In subsequent studies the remodeling of the spiral arteries was investigated during the early stages of pregnancy. While abortion for medical reasons was allowed in the UK, it was not uncommon for older women to have a hysterectomy. When Geoffrey Dixon moved to the Academic Department of Obstetrics and Gynaecology of the University of Bristol in the 1970s he started to collect uteri with the fetus and placenta in situ from terminations of pregnancy by hysterectomy. The Bristol collection of uteri with placenta in situ was the starting point for the study of the development of uteroplacental arteries by Pijnenborg and colleagues [41].
Conclusions
The history outlined above illustrates the vascular complexity of deep placentation in humans. The spiral artery anatomy as well as the vascular pathology were only revealed after studying uteri with in situ placentae.
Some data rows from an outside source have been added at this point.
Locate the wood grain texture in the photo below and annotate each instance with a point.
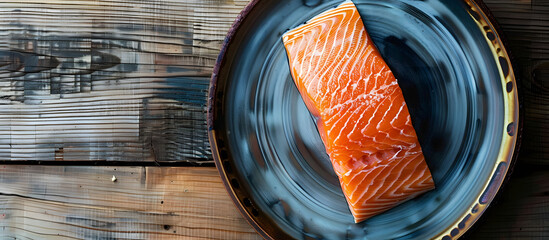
(116, 80)
(525, 24)
(53, 202)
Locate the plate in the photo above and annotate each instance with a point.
(460, 88)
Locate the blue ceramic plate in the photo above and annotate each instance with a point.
(456, 78)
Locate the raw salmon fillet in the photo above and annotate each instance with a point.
(361, 114)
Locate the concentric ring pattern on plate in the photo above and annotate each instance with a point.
(458, 84)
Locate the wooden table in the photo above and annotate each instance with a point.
(132, 77)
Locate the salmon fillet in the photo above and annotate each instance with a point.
(361, 114)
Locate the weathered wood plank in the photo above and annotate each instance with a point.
(52, 202)
(526, 27)
(117, 80)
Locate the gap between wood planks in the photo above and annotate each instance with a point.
(74, 202)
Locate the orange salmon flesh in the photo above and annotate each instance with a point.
(363, 119)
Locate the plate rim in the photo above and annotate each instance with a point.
(511, 142)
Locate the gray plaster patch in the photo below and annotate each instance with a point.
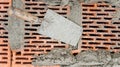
(58, 56)
(15, 28)
(60, 28)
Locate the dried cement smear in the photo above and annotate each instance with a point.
(60, 28)
(57, 56)
(15, 28)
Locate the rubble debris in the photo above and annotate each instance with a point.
(15, 28)
(58, 56)
(60, 28)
There is no doubt that the main issue has been the recognition of the structural adaptation of the spiral arteries in the placental bed and the association of defective deep placentation with clinical conditions such as preeclampsia.
The main challenge today is to understand the mechanisms of the vascular adaptations and the role of the trophoblast and the maternal tissues in the interactions that can lead to a spectrum of obstetrical disorders.